The economic reality of Covid-19
Barry Eichengreen, Professor of Economics and Political Science at UC Berkeley, talks about the global economy and its direction.
The coronavirus has made economic forecasting as close to impossible as it can go. The bad news is that this is likely for the foreseeable future, certainly until we can see past the Covid-19 pandemic.
Barry Eichengreen, Professor of Economics and Political Science at the University of California, Berkeley, says that ‘we have never seen a drop in output and employment…as fast and as far as what's happened in the last twelve weeks’. He says that there are ‘two prerequisites for recovery’ the first is to control the virus and the pandemic and the second is to find a way to turn the economy back on. He says that ‘we flipped a switch and turned the economy off, we can't simply flip a switch and turn it on again’, it has to be a conscious rebasing.
But how can this happen? In China, political control of its population is central to the operation of the vast majority of the economy. To this end it is easier for the government to restrict movement and to ensure people stay within the tight limits of control. Will the freedoms, that here in the west we have come to expect, be reigned in?
While Eichengreen does not see any major change in political control, he does suggest that there may well be a period of ‘rethinking’ around public health, racial inequality and some aspect of privacy. People, he says, may see a ‘trade-off between privacy on the one hand and contact tracing for example on the other’. Governments in Europe are grappling with whether information about the health condition of individuals should be centralised in the hands of government or whether public health can be adequately managed and maintained on a more decentralised basis.
What about the shape of the recovery? Eichengreen says that the path will be given direction by those same public health policies. So, if we open up now, the recovery will begin to look like a U or a V or a swoosh. But then if the virus comes back we're going to have to lockdown again and then it will begin to look like a W or an L’ This, he says, is all dependent on the course of the coronavirus.
What Professor Eichengreen says is clear is that ‘the economy has been transformed in ways that will require lengthy and costly process of reallocating resources.’ He quotes the economist Joseph Schumpeter, who referred to ‘creative destruction where we have to see the destruction of certain old companies and business models and then lengthy and difficult process of discovering what will work in the post corona virus world along this line of recovery.

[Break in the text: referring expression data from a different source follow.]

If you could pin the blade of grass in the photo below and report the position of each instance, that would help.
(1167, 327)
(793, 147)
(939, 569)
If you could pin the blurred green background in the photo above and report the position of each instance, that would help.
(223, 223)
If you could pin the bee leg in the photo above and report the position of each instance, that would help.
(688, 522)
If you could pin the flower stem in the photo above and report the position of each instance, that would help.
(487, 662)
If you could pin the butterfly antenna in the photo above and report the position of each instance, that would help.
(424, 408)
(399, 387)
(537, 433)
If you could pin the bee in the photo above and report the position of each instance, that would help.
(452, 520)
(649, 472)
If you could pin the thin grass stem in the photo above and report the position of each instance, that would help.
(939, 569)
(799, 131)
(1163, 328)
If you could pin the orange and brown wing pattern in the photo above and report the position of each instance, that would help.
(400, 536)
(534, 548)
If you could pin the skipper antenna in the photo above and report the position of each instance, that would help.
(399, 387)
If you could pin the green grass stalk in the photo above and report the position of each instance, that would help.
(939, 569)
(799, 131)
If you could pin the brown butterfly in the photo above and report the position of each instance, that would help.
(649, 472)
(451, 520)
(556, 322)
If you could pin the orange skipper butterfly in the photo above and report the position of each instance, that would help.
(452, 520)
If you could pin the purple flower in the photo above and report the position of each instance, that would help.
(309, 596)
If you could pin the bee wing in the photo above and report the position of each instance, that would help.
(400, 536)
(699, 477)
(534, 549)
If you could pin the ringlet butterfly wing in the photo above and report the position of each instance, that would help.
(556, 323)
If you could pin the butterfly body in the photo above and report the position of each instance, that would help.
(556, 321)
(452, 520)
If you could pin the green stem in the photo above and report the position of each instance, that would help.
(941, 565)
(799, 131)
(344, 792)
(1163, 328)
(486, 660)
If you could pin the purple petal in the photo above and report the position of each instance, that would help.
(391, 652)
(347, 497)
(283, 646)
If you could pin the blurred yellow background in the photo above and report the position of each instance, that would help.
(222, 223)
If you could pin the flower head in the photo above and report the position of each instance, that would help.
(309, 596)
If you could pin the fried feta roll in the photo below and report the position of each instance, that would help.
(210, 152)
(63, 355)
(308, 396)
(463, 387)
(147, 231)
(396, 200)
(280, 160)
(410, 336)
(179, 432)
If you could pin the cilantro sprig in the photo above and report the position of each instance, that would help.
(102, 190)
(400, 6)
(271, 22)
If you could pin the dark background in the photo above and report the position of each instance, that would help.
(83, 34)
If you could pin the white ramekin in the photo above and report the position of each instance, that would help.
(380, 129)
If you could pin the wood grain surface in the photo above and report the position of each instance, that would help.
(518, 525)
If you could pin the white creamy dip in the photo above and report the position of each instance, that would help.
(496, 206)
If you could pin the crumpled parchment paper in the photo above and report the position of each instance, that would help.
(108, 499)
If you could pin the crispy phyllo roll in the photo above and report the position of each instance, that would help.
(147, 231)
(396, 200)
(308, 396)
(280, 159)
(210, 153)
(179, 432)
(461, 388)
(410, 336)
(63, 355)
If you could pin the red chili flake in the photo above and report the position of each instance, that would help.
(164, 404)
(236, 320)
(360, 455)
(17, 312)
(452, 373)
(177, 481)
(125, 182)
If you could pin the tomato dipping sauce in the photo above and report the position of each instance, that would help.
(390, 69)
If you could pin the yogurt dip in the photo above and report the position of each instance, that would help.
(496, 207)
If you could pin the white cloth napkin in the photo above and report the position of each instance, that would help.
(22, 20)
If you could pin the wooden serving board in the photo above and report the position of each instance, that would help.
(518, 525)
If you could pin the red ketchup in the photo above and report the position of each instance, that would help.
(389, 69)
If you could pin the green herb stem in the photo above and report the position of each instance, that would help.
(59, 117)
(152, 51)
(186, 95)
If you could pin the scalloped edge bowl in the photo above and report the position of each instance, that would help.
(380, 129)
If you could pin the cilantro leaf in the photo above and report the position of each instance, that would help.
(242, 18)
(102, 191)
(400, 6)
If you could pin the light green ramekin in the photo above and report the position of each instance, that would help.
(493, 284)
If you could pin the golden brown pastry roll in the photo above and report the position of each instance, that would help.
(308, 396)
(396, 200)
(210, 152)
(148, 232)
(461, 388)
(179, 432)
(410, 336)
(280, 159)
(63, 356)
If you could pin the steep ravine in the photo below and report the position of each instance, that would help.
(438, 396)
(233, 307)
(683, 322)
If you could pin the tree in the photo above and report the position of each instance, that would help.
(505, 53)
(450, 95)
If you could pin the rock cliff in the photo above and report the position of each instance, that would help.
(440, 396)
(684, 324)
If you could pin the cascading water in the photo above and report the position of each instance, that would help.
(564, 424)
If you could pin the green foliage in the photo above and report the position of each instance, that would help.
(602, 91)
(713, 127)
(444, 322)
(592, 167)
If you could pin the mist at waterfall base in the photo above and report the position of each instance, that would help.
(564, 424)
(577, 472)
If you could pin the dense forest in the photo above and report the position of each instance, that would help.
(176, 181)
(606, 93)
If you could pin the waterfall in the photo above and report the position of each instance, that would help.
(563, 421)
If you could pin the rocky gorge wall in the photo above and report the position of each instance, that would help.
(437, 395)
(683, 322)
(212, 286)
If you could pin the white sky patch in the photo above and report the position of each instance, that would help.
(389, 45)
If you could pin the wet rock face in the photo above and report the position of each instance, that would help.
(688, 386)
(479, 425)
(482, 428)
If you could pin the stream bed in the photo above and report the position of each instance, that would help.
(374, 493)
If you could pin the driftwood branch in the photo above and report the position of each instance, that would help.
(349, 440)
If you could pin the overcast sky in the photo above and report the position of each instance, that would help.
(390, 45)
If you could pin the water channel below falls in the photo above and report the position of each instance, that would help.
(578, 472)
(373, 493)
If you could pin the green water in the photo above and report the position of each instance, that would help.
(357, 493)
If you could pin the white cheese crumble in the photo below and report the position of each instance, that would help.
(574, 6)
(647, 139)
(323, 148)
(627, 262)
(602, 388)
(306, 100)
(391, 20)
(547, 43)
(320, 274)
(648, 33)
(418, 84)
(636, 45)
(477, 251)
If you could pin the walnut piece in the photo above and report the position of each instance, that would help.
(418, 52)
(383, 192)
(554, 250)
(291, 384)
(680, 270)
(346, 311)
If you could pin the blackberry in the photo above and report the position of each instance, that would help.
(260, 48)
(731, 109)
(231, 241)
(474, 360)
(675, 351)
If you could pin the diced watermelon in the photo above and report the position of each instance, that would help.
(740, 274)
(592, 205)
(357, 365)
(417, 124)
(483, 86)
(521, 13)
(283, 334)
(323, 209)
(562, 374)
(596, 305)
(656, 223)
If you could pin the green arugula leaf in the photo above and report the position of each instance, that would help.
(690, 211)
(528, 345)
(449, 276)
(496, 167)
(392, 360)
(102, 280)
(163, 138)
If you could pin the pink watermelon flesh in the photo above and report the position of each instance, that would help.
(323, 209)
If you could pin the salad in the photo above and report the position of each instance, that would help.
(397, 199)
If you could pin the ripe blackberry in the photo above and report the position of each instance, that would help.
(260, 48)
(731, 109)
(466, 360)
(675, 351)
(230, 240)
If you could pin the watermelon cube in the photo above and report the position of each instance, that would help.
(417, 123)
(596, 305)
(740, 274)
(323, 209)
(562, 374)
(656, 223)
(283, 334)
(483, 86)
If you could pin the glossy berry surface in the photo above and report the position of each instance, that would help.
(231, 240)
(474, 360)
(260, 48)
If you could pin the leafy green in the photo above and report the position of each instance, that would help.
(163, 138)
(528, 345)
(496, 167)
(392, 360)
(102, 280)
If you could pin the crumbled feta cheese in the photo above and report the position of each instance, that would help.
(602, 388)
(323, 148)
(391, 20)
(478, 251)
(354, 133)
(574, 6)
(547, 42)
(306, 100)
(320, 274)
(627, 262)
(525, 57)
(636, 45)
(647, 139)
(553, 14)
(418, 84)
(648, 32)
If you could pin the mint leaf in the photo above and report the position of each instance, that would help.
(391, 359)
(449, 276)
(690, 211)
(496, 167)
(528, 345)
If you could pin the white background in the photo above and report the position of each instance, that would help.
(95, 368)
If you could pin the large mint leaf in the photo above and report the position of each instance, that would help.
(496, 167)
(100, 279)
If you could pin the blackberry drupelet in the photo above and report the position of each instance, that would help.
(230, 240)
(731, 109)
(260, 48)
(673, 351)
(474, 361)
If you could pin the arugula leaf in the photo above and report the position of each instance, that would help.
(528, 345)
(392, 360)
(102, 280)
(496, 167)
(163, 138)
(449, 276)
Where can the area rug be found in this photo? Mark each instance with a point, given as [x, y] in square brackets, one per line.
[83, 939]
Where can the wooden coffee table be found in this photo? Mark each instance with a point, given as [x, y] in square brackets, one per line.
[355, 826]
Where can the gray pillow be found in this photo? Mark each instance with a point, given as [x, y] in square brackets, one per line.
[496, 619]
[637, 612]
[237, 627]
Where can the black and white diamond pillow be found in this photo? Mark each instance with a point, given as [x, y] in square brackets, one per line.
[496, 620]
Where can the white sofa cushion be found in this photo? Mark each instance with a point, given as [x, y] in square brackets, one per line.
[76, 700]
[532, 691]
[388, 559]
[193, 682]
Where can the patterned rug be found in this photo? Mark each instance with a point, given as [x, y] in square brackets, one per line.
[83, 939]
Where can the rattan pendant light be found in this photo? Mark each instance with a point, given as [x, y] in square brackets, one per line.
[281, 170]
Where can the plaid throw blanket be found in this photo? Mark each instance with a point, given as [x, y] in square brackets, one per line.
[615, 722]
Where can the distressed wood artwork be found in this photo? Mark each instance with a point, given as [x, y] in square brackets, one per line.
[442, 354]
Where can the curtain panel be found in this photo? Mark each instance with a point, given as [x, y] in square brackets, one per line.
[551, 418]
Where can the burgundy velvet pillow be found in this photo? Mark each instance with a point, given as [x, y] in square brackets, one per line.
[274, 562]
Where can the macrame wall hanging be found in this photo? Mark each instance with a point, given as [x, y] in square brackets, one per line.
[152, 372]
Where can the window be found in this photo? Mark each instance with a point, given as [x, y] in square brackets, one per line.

The other sensitive area is inflation. The interview goes into how prices could evolve and Eichengreen suggests that record low rates may be with us for some time to come. However, prices will have to begin moving up, if for no other reason than in response to all the stimulus that has been put in place, globally. Add to this the potential for shorter supply chains, which will also bring higher prices across many areas. He reminds us that we've lived with inflation in the mid-single digits, and even higher, without catastrophic consequences akin to the consequences of this virus. Upward movement in inflation also shrinks debts, another area of grave concern for many.
The interesting thing is that, despite all this disastrous economic data, markets appear to have moved on, for the time being, at least. Is it just a question of how long the positivity can hold out before reality comes back to bite us with another, possibly severe, second wave of the pandemic?